Colorado Springs, Colo., May 17. - Nikola Tesla arrived in the city this afternoon from Chicago. He will carry on extensive investigations in wireless telegraphy on the top of Pike’s Peak at an elevation of 14,000 feet.
“I am here to work out a system of transmission at a distance,” he said. “I propose to propagate electrical disturbances without wires. I shall attempt to design an apparatus to use in wireless telegraphy everywhere. Everything is crude yet. I will go to the top of the Peak to-morrow. I have many experiments to make, which will take several months. The electrical conditions at high levels are more active than at lower. I hope to be able to send a message from New York to Paris.”
Tesla purposes to establish communication between the earth and Mars. This is to be done by an instrument so sensitive that it will feel disturbances created anywhere on the globe.
Mr. Tesla said: “One of the most wonderful things I have discovered is this instrument. With it I purpose to communicate with Mars.
“The coming century,” he continued, elaborating on his lecture before the Commercial Club, “will be the era of atmosphere. From the moment I discovered that air under certain conditions was a better conductor than a brass rod I saw possibilities which made me grow fairly dizzy at their extent.
“The transmission of force and influence to any distance; the use of the sun’s energy for all the needs of man, the possibility of controlling things with which there is no visible connection - these and an endless number of smaller achievements have become facts that in a short time will have their practical demonstrations.

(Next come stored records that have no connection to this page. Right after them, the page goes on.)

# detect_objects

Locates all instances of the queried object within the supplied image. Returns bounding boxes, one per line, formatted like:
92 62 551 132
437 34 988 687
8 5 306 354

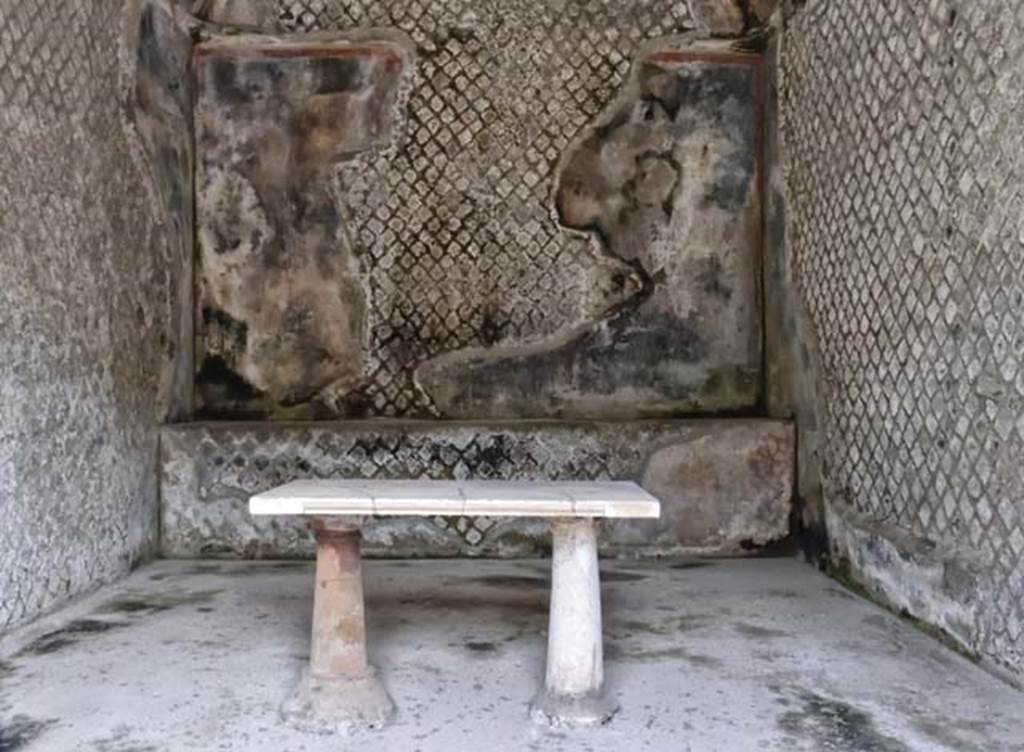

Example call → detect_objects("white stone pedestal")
284 519 394 733
530 518 618 725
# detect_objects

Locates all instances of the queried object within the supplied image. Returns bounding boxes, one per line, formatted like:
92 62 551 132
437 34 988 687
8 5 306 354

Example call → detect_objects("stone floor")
0 559 1024 752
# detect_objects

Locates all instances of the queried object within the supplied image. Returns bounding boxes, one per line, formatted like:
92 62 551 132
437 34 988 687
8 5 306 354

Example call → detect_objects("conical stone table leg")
284 519 394 733
530 518 618 725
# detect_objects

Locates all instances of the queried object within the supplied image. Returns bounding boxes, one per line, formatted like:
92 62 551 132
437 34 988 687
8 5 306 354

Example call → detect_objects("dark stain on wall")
417 51 762 418
196 37 406 417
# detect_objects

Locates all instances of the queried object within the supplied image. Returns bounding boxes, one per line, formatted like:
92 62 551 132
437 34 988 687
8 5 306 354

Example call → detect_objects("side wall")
0 0 178 631
781 0 1024 678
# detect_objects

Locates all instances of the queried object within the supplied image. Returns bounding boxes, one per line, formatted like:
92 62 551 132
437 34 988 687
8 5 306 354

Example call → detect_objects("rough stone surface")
197 0 761 418
0 558 1024 752
162 420 794 557
416 43 763 418
196 33 410 413
0 0 181 635
781 0 1024 677
640 421 796 549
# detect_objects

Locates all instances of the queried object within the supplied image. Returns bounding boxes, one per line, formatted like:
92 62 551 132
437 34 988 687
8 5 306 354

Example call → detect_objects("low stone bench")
249 481 660 730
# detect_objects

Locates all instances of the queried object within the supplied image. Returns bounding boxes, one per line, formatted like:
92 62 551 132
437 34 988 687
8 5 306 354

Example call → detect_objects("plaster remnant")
196 32 412 415
417 41 764 418
162 419 794 557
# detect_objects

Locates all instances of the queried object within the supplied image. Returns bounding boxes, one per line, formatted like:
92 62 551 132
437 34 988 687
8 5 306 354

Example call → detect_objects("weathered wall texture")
161 419 795 557
782 0 1024 679
0 0 181 630
197 0 769 418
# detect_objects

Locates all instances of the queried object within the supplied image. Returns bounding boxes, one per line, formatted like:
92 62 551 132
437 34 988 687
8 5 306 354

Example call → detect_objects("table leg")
285 519 394 732
530 518 617 725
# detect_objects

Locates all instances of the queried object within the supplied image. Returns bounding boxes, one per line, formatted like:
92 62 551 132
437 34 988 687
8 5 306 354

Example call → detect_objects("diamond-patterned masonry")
782 0 1024 675
197 0 761 419
162 420 794 557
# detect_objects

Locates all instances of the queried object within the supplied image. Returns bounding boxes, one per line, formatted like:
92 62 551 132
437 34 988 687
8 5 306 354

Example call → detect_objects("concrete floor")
0 559 1024 752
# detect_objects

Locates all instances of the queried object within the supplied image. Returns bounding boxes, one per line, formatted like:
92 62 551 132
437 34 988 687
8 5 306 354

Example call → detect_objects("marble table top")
249 479 662 517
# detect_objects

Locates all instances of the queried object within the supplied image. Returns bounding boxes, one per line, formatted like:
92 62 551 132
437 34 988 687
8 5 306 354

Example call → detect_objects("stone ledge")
161 419 795 558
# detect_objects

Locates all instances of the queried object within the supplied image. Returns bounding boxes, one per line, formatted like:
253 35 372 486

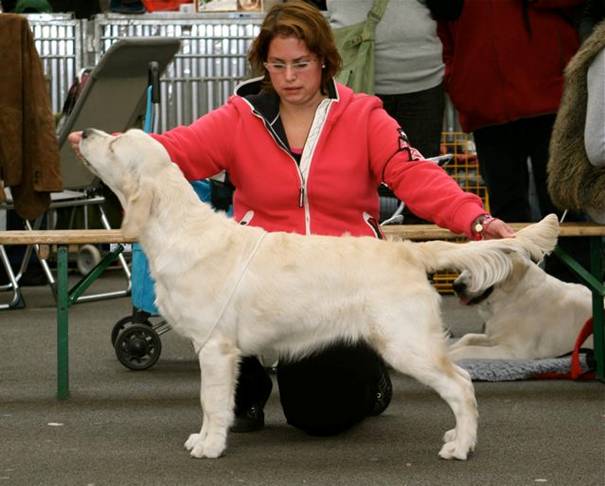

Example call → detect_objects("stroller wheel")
76 245 101 275
114 324 162 371
111 315 151 347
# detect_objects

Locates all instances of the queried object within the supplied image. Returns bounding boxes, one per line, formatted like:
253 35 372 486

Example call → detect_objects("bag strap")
366 0 389 30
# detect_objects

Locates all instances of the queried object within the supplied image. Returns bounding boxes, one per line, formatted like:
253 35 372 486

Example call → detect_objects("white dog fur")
450 256 592 361
80 130 558 460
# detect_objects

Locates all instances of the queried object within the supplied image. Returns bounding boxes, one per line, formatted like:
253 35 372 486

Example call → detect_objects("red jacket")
154 80 486 236
439 0 584 132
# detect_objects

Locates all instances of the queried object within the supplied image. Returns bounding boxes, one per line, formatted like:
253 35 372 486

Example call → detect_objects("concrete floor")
0 273 605 486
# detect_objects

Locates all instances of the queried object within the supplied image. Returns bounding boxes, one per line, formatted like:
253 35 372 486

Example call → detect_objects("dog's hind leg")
185 339 239 458
380 335 478 460
449 342 516 361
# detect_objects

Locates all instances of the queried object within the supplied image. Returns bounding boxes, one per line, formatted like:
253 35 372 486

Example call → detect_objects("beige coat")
0 14 63 219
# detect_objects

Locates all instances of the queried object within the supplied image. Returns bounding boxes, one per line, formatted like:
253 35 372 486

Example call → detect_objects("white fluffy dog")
450 256 592 361
80 129 558 459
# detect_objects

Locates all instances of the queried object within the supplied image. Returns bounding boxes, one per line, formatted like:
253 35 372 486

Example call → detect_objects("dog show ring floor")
0 271 605 486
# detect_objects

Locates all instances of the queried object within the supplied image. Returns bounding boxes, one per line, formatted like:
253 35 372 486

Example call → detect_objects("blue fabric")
131 180 232 315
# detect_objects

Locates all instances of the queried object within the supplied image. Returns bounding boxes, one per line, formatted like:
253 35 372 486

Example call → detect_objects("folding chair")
0 37 180 309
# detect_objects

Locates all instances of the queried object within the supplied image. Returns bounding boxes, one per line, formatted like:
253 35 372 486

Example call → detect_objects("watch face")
237 0 261 10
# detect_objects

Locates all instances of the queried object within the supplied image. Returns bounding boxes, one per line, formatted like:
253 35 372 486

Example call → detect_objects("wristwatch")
473 214 496 235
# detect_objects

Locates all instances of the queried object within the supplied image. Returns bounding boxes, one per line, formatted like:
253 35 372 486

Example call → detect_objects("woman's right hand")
67 131 84 159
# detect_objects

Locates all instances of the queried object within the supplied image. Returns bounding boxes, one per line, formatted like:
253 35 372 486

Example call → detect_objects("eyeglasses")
263 59 317 74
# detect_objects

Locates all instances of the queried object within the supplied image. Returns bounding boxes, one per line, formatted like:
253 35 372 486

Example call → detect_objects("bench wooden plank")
0 229 133 245
382 223 605 240
0 223 605 245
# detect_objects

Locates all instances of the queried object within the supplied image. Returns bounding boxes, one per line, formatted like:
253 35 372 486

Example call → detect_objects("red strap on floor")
536 317 596 380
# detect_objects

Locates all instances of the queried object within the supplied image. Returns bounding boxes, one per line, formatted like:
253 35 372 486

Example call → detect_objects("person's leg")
519 114 561 217
377 84 445 157
277 343 391 435
377 84 445 224
473 122 531 222
231 356 273 432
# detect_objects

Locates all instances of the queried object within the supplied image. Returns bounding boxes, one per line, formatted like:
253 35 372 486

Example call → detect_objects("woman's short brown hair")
248 0 342 93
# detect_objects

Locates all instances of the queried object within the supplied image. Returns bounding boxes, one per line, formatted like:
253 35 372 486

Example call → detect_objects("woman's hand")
67 131 84 160
473 214 515 240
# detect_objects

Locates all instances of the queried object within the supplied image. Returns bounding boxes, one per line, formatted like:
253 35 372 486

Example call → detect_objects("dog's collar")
194 231 269 354
466 285 494 305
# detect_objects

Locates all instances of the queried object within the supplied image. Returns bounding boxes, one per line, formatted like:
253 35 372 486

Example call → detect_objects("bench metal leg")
57 245 69 400
554 236 605 381
590 237 605 381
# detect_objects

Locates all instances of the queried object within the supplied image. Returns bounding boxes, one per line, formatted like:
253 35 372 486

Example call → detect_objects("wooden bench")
0 223 605 400
0 230 131 400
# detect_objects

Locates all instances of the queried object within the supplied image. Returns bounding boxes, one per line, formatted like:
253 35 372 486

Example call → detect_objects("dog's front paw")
185 434 225 459
443 428 456 442
439 438 472 461
185 434 202 451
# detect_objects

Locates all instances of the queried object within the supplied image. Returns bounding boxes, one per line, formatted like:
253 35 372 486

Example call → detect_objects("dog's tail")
416 214 559 291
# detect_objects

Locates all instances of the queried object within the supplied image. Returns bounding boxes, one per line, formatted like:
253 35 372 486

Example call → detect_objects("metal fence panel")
94 14 262 131
27 13 263 131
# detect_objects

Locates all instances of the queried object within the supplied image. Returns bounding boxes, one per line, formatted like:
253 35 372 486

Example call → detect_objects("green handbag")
333 0 389 94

“I am going on to perfect the ideas of the transmission of energy which I have found in the new and measureless ocean of the atmosphere about us. The sun has furnished us everything, yet the energy it has to give is not used in the smallest part. The earth itself can be restored to the condition it was when the ferns grew as large as trees.
“Distance, in the new method of transmission, amounts to little or nothing. The idea of wireless telegraphy which arouses such interest now because it is developed to a new basis is not wonderful at all compared to the principle of which it is one application.”